What a relief , first time in 30 years I don't feel obligated , guilty and relief.
Our children told us that they will not be going to their funeral when he dies.
I told one person that I am going none contact with him and they were horrified.
So.i will not mention him to anyone in the future.

CurlewKate · 16/07/2025 17:54

I loved my mother very much. But oh, I was relieved when she died.

ByQuaintAzureWasp · 16/07/2025 18:40

I was relieved when my mum died. It ended her suffering h, tgat is the only reason ... would give anything for another day with her now.

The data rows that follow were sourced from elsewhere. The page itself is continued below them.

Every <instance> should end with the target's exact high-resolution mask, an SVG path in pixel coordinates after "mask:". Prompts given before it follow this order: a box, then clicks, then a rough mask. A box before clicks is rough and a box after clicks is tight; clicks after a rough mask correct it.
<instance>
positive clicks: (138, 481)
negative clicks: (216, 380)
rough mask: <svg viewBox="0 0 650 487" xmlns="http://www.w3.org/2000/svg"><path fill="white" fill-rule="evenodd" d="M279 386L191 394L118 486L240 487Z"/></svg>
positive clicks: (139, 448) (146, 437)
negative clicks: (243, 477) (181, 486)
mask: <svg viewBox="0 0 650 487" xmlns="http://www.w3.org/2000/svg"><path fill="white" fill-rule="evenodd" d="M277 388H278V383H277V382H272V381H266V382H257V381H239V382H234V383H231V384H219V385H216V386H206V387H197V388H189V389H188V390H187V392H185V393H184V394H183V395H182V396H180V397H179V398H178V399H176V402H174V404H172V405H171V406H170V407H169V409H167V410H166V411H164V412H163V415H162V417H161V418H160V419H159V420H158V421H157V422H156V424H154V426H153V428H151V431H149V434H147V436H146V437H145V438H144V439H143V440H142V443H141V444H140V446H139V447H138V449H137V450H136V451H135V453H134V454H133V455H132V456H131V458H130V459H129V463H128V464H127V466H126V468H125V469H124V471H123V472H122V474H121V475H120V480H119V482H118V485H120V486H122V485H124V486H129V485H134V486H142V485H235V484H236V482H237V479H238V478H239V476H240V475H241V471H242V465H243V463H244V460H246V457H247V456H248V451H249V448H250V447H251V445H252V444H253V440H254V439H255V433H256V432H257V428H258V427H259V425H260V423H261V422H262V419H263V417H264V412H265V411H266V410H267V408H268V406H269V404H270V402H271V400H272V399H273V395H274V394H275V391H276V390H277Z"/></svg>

ObstinateHeadstrong · 16/07/2025 18:41

My father's parents were awful. My father's sister ended up in intensive care after her abusive excuse for a husband beat her one time. She divorced him thankfully, but my awful grandparents would turn her away from their front door because he was over for Sunday frickin lunch. Just terrible, terrible people. They both had dementia quite early on and went into a care home so there was nothing left of any inheritance. I've never missed them. I'm sad that they never grew a conscience or kindness or empathy. But truthfully, and I hate to be able to say it about my own grandparents, but the world is better off without them in it. 😔

NewsdeskJC · 16/07/2025 18:42

I'll be thankful when Mum dies. She has vascular dementia which although only recently diagnosed has been a steady decline for probably 6 years. I think she will be in a care home soon and I'm dreading having to make that transition for her. I literally pray that she will just not wake up one day

DecoratingDiva · 16/07/2025 18:58

My DH will be relieved when his parents die. His biggest regret is not going NC many years ago.

It is too late & too complicated to do it now but every time we see them he mentions how he regrets not walking away years ago.